Conversa informal com preso detido em flagrante pode ser usado como prova?

11 de fevereiro de 2012

(OAB — Unificado 2010.2) José da Silva foi preso em flagrante pela policia militar quando transportava em seu carro grande quantidade de drogas. Levado à delegacia de polícia mais próxima, Jose telefonou para seu advogado, o qual requereu ao delegado que aguardasse a sua chegada para lavrar o flagrante. Enquanto esperavam o advogado, o delegado de polícia conversou informalmente com José, o qual confessou que pertencia a um grupo que se dedicava ao tráfico de drogas e declinou o nome de outras pessoas que participavam desse grupo. Essa conversa foi gravada pelo delegado de policia.
Após a chegada do advogado à delegacia, a autoridade policial permitiu que José da Silva se entrevistasse particularmente com seu advogado e, só, então procedeu à lavratura do auto de prisão em flagrante, ocasião em que José foi informado de seu direito de permanecer calado e foi formalmente interrogado pela autoridade policial. Durante o interrogatório formal, assistido pelo advogado, José da Silva optou por permanecer calado, afirmando que só se manifestaria em juízo.
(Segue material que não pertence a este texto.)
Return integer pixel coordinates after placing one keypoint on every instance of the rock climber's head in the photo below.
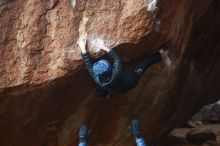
(103, 69)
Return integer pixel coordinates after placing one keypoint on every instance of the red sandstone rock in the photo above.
(45, 95)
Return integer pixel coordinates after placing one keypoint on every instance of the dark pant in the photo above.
(129, 80)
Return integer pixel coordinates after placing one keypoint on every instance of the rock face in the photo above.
(45, 95)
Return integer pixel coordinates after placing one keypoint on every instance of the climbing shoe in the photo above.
(135, 128)
(84, 133)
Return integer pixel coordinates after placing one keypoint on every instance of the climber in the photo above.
(84, 134)
(109, 78)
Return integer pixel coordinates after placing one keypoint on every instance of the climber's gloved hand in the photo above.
(84, 133)
(135, 128)
(82, 43)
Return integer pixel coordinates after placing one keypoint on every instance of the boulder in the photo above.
(46, 94)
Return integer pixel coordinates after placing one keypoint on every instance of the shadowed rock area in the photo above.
(46, 94)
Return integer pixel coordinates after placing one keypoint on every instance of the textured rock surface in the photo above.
(45, 95)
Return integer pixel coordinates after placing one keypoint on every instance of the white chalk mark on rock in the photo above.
(96, 44)
(157, 25)
(151, 5)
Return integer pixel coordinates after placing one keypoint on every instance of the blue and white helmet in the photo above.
(102, 68)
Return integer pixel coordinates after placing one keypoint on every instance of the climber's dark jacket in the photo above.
(119, 82)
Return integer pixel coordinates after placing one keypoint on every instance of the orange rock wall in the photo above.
(45, 94)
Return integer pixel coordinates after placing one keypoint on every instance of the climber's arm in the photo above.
(118, 62)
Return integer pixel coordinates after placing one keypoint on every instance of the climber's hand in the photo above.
(82, 43)
(84, 133)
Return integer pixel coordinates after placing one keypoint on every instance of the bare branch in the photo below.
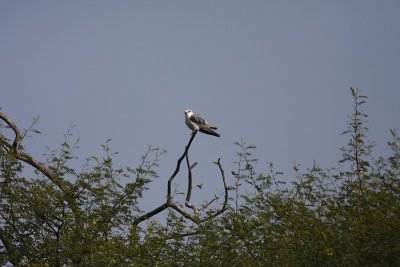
(194, 217)
(11, 124)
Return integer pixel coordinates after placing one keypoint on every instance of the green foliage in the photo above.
(347, 215)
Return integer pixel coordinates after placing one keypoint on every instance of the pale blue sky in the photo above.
(276, 73)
Com base na gravação contendo a confissão e delação de José, o delegado de polícia, em um único ato, determina que um de seus policiais atue como agente infiltrado e requer, ainda, outras medidas cautelares investigativas para obter provas em face dos demais membros do grupo criminoso: 1. quebra de sigilo de dados telefônicos, autorizada pelo juiz competente; 2. busca e apreensão deferida pelo juiz competente, a qual logrou apreender grande quantidade de drogas e armas; 3. prisão preventiva dos cinco comparsas de José da Silva, que estavam de posse das drogas e armas. Todas as provas coligidas na investigação corroboraram as informações fornecidas por José em seu depoimento.
Relatado o inquérito policial, o promotor de justiça denunciou todos os envolvidos por associação para o trafico de drogas (artigo 35, da Lei 11.343/2006), tráfico ilicito de entorpecentes (artigo 33, lei 11.343/2006) e quadrilha armada (artigo 288, parágrafo único).
Considerando tal narrativa excluindo eventual pedido de aplicação do instituto da delação premiada, indique quais as teses defensivas, no plano do direito material e processual, que podem ser arguidas a partir do enunciado acima, pela defesa de José. Indique os dispositivos legais aplicáveis aos argumentos apresentados.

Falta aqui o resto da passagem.